The Sea is a Lunar-Stellar element, and our focus in this context is typically on its terror, its immensity, its oppressive darkness and mystery. I've actually found it surprisingly hard to find "cosmic horror, but make it the sea" recommendations - a lot of my development for this was just reading too much of the Scuba Disasters board in various depressions, and growing up near the sea. Although one of my barriers is also I really can't watch a lot of sea disaster content without having to take hyperventilation breaks, so...
The Abyss (1989)
Film | So close, so far. There's far fewer films about the horror of the sea, either its natural and physical horror, or horror of a cosmic and weird kind. Abyss is one of the few. You can feel two wolves within this film, one hoping to be "2001: A Space Odyssey but Wet", the other yearning for the more Speilbergian Close Encounters/E.T. vision of the alien - a source of wonder and (comforting) moral judgement on man - a sort of contemporary take on angels. Anytime the Abyss is doing the former, it is strongly recommended - a film which communicates well the practical difficulties that humans face in the depths, from pressure sickness, to the cold, to panic, to the dark. It just can't resist the lure of the 1990s Hollywood feelgood big-budget disaster-movie. That said, I do still recommend it - because there are far too many films about the sea that don't even consider its cthonic qualities at all.
The Last Dive (2002)
Book | Biography of a father-and-son SCUBA diving team who met with tragedy exploring a mysterious U-Boat. A better read than Deep Descent, but does not quite hit the spot for our purposes; for completionists only. I basically think the kinds of people who are sufficiently into SCUBA to want to write about SCUBA are not natural poets, if that makes sense; it's a retelling of a fascinating true life story, but not art.
The Lighthouse (2019)
Film | Unseen. Sea horror by the director of the VVitch? Sign me right up.
The Perfect Storm (1997)
Book | Unread; non-fiction; trawlermen in a deadly storm
Shadow Divers (2004)
Book | Unread; non-fiction; discovery of a U-Boat
Film | Psychological thriller about a mystery alien presence at the bottom of the sea. It passed an afternoon, and the performances were good, but it very much wimped out on both the sci fi and the potential for weird (instead of just horrible). About on par with the Abyss, but that film has far better sea horror content. I wouldn't look it out
Deep Descent (2001)
Book | Non-fiction account of explorers on the shipwreck known as the "Everest of SCUBA diving". An interesting story, let down by an unflamboyant writing style; not recommended for this project unless you are a completionist. There are so many spooky Andrea Doria stories and somehow, this doesn't hit the spot in telling them.
✪ Moby Dick (1851)
Book | The great classic of the cosmic sea, and a fantastic read. A wet, sepulchral mood throughout, oppressive both verbally and in its imagery. I've failed at pulling quotes out, because it doesn't seem to work out of context: you need that great weight of words bearing down on you like the empty sea. It's hard to know whether to recommend it or not, because in many ways it's not specifically for us; but on the other hand, there's really no better way to meditate on the ocean than this.
For Those In Peril (2013)
Film | Unseen. Wright made Arcadia, which is very very good; and I'm on the look out for folk-horror-on-sea, a genre which is inexplicably under-explored.
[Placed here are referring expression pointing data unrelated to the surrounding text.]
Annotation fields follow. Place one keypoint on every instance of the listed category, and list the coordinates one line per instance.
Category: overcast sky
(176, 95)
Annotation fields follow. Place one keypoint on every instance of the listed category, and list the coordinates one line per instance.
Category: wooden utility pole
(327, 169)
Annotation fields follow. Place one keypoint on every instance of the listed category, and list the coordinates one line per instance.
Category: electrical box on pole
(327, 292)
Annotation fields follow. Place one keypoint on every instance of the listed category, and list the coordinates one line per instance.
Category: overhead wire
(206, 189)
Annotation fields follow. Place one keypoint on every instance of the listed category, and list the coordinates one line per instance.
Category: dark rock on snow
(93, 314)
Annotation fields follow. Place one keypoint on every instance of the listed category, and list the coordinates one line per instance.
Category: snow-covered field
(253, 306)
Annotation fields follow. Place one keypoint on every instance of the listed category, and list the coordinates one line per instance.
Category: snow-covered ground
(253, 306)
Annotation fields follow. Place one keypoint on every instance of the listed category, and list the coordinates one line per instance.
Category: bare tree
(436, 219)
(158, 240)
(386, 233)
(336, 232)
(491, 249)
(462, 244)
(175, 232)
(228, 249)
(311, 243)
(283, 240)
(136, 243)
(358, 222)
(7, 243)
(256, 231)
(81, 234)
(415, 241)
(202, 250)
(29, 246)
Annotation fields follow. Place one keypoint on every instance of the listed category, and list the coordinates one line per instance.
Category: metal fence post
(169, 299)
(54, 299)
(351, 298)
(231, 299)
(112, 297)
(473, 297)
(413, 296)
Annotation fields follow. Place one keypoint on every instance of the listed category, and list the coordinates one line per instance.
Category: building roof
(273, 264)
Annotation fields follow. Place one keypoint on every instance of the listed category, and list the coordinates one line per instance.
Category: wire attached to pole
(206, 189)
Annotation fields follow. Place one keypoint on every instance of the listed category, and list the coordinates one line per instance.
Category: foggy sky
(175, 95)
Webpage | Less than 10% of the sea has been explored. If you're not yet profoundly terrified by this, spend some time on this reddit dedicated to images which will encourage a phobia of the vast and fathomless cold. The subreddit has, lamentably, gone down in quality; but you should use the links on the side to find the "exemplar" posts and start with them. Browse on old.reddit rather than reddit or new.reddit for best impact.